A former senior administration official familiar with the discussions on whether to turn over the materials said there was a “political element” in the matter. This official said the White House did not want to turn over records during an election year that could used by critics to argue that the administration used incomplete or faulty intelligence to go to war with Iraq. “Nobody wants something like this dissected or coming out in an election year,” the former official said.

But the same former official also said that Libby felt passionate that the CIA and other agencies were not doing a good job at intelligence gathering, that the Iraqi war was a noble cause, and that he and the vice president were only making their case in good faith. According to the former official, Libby cited those reasons in fighting for the inclusion in Powell’s U.N. speech of intelligence information that others mistrusted, in opposing the release of documents to the Intelligence Committee, and in moving aggressively to counter Wilson’s allegations that the Bush administration distorted intelligence findings…

…In interagency meetings in preparation for Powell’s U.N. address, Wilkerson, Powell, and senior CIA officials argued that evidence Libby wanted to include as part of Powell’s presentation was exaggerated or unreliable. Cheney, too, became involved in those discussions, sources said, when he believed that Powell and others were not taking Libby’s suggestions seriously.

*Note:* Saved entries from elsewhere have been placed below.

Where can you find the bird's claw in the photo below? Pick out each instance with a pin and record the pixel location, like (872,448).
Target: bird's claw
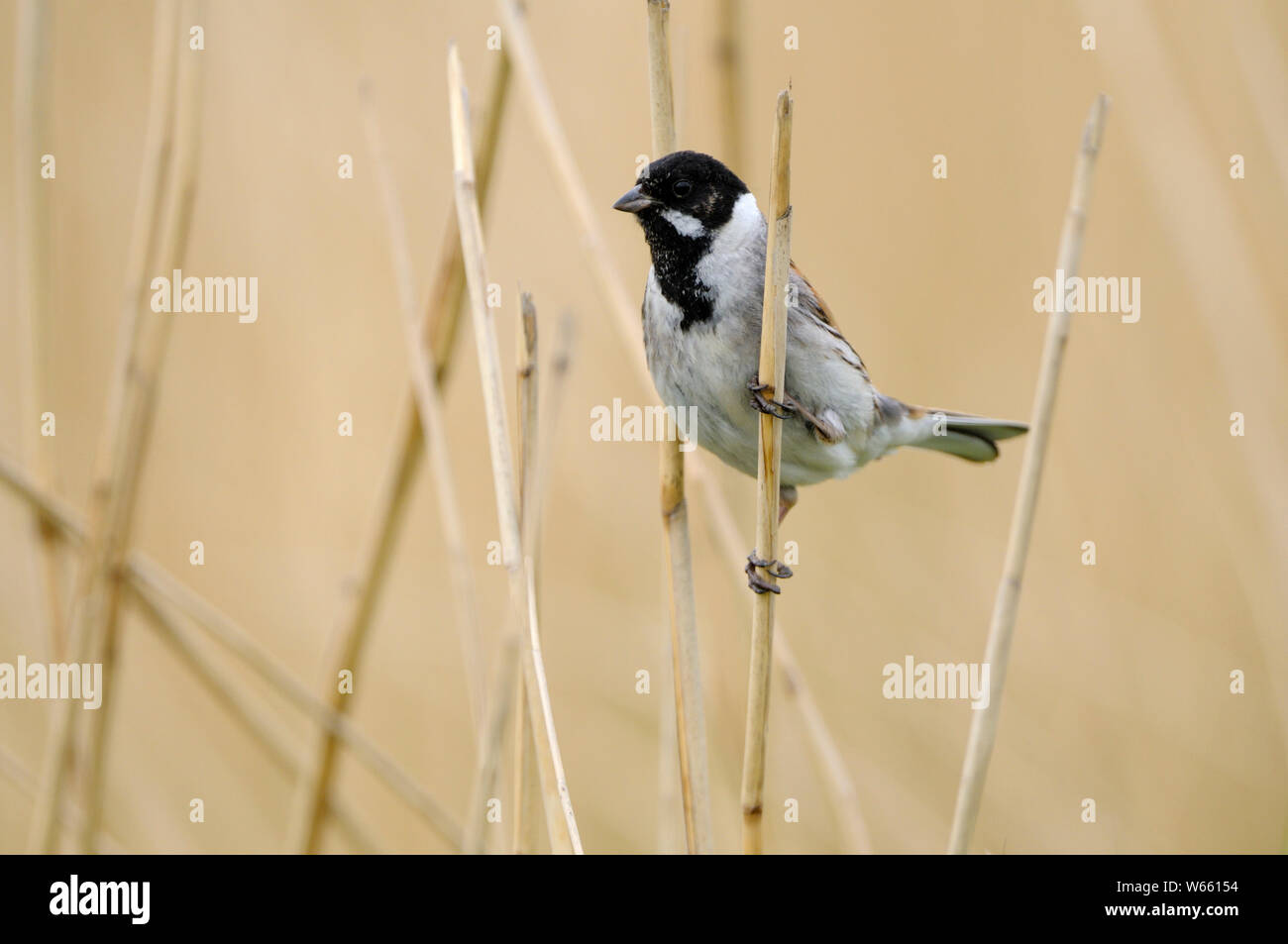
(763,403)
(773,569)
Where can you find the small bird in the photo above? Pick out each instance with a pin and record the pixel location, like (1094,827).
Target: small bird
(702,305)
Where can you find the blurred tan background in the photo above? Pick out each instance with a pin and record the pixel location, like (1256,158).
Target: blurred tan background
(1119,686)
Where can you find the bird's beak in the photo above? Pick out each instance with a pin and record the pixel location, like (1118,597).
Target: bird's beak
(632,201)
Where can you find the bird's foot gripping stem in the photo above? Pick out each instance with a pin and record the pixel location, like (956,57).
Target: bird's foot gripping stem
(774,569)
(764,404)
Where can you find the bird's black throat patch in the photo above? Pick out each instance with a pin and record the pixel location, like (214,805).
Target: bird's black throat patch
(675,262)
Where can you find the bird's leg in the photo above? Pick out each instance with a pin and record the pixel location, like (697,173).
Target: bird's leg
(786,501)
(774,569)
(763,403)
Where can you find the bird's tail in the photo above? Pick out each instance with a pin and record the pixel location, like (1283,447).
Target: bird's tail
(958,434)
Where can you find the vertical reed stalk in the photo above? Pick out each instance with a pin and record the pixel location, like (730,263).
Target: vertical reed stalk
(561,820)
(31,271)
(983,729)
(729,72)
(617,300)
(145,372)
(430,410)
(442,316)
(111,492)
(686,660)
(527,788)
(258,723)
(773,362)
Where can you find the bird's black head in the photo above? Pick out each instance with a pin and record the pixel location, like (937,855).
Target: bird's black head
(691,192)
(682,201)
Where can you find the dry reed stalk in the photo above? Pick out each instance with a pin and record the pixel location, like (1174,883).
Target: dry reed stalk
(442,316)
(524,56)
(258,723)
(146,374)
(31,277)
(729,73)
(527,787)
(69,816)
(123,439)
(840,786)
(145,577)
(433,426)
(691,730)
(625,313)
(773,364)
(561,820)
(983,729)
(509,682)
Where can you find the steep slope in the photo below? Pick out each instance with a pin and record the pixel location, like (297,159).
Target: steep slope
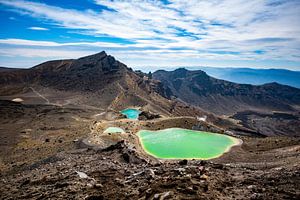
(98,81)
(223,97)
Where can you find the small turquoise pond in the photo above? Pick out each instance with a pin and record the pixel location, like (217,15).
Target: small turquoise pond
(131,113)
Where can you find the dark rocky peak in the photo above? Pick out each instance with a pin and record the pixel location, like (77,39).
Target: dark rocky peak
(180,72)
(94,57)
(100,62)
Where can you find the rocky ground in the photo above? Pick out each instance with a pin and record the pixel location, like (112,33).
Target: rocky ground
(118,172)
(42,157)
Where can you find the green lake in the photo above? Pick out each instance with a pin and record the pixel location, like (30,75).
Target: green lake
(177,143)
(131,113)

So, Libby has some justification in arguing that, in the summer of 2003, other agencies were looking to blame the OVP and the Pentagon for the failure to find WMD. The problem is, their criticism was wholly justified. And, in any case, his assistant Cathie Martin testified yesterday that Libby knew of Valerie Wilson’s job and identity prior to talking to Tim Russert because she told him. Not only that, but Libby talked to Andrea Mitchell and blamed the CIA for the WMD screw-up. When Stephen Hadley got reamed out by George Tenet about Mitchell’s report, Libby let Hadley keep the false impression that Martin was the source. What a guy.

If this case were not so old and not so complicated, it would force the Vice-President to resign. We’ll see what Ari Fleischer has to say on Monday. I can’t wait.